Is the data I enter uploaded anywhere?

No. All conversion happens with JavaScript inside your browser, and the data is never uploaded, stored, or sent to a server. Internal rosters and unreleased API samples you can't share stay entirely on your device.

Can it convert JSON where rows have different keys?

Yes. For JSON→CSV it builds headers from the union of all object keys in first-seen order. A key missing from an object simply leaves that cell empty, and columns stay aligned.

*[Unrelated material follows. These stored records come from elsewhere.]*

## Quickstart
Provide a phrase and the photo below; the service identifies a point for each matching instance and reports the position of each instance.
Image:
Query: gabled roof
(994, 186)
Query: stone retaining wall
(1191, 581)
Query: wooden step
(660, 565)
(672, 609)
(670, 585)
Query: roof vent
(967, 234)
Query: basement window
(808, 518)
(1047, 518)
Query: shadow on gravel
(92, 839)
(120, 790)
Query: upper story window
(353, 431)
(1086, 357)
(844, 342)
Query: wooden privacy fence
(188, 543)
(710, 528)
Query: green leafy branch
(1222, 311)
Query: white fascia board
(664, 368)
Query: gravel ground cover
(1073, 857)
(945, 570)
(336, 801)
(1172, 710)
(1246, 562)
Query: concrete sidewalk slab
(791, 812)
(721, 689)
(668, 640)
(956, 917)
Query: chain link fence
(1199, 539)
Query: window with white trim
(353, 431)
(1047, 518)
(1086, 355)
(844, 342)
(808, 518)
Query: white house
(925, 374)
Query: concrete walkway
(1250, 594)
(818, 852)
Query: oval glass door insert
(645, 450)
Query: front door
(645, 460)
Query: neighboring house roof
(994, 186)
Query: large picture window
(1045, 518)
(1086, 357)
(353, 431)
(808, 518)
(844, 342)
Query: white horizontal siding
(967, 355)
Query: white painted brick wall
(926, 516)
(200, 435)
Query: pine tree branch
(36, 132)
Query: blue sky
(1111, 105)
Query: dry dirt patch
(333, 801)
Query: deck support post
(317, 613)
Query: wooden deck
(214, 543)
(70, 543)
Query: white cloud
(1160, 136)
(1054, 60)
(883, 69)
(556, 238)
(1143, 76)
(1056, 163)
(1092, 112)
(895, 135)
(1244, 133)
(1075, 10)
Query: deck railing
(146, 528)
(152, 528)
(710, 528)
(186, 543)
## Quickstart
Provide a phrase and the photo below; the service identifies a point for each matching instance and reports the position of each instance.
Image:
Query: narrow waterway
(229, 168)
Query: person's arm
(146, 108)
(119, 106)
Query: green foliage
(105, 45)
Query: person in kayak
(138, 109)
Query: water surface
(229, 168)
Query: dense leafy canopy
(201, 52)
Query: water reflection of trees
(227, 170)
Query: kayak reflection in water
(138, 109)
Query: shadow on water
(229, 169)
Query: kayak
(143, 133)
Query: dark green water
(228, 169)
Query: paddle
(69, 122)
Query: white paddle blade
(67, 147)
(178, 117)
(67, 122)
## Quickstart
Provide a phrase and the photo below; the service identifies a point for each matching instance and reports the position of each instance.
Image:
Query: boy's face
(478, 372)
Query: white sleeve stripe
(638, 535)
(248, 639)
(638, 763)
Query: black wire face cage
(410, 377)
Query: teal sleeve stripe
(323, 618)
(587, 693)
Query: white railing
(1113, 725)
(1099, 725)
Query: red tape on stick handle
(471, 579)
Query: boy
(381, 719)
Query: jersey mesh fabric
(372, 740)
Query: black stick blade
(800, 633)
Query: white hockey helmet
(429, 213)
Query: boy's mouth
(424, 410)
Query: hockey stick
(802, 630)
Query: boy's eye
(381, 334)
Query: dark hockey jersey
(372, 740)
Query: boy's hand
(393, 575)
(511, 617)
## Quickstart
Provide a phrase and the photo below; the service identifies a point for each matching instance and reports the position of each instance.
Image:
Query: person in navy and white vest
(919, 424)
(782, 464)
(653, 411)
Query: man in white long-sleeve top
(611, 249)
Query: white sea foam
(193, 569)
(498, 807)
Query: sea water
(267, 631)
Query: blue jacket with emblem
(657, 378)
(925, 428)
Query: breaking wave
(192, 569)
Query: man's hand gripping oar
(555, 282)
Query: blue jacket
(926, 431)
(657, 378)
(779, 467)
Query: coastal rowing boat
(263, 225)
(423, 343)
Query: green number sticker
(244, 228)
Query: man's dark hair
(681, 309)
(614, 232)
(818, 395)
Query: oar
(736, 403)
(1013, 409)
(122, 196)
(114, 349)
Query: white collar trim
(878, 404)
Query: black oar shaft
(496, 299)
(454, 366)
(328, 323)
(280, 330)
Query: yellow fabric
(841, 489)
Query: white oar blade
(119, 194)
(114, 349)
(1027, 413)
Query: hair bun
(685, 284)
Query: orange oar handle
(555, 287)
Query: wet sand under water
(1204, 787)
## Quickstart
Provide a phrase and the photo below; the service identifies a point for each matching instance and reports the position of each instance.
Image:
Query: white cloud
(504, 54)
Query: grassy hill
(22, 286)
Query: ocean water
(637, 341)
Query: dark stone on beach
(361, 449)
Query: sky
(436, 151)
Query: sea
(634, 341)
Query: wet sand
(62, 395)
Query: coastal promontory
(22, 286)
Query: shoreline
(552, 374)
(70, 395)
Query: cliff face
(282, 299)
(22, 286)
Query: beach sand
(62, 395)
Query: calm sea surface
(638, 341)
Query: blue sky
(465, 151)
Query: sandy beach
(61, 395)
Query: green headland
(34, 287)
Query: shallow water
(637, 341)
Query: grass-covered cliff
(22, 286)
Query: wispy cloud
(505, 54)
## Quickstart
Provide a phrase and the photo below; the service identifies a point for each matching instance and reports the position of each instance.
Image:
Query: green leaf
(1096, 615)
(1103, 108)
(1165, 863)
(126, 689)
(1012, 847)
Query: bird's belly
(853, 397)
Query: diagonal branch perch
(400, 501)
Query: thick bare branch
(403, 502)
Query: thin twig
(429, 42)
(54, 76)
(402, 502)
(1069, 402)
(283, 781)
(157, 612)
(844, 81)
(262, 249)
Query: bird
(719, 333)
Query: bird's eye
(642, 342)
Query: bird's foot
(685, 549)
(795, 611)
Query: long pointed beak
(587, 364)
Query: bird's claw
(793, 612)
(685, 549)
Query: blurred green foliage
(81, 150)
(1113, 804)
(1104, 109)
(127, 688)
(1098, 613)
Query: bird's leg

How are values containing the delimiter or newlines handled?

Following RFC 4180, any value containing the delimiter, a double quote, or a newline is wrapped in double quotes and inner quotes are doubled to escape them. The CSV→JSON side parses this format correctly as well.

What does "Type values" do?

For CSV→JSON, it outputs strings like `123`, `true`, and `null` as numbers, booleans, and null. Turn it off to keep every value as a string — useful when you need to preserve postal codes or leading zeros.

Does it support TSV (tab) or semicolon delimiters?

Yes. You can choose comma, tab, or semicolon as the delimiter. Tab gives you TSV, and semicolon is the default that some Excel locales expect.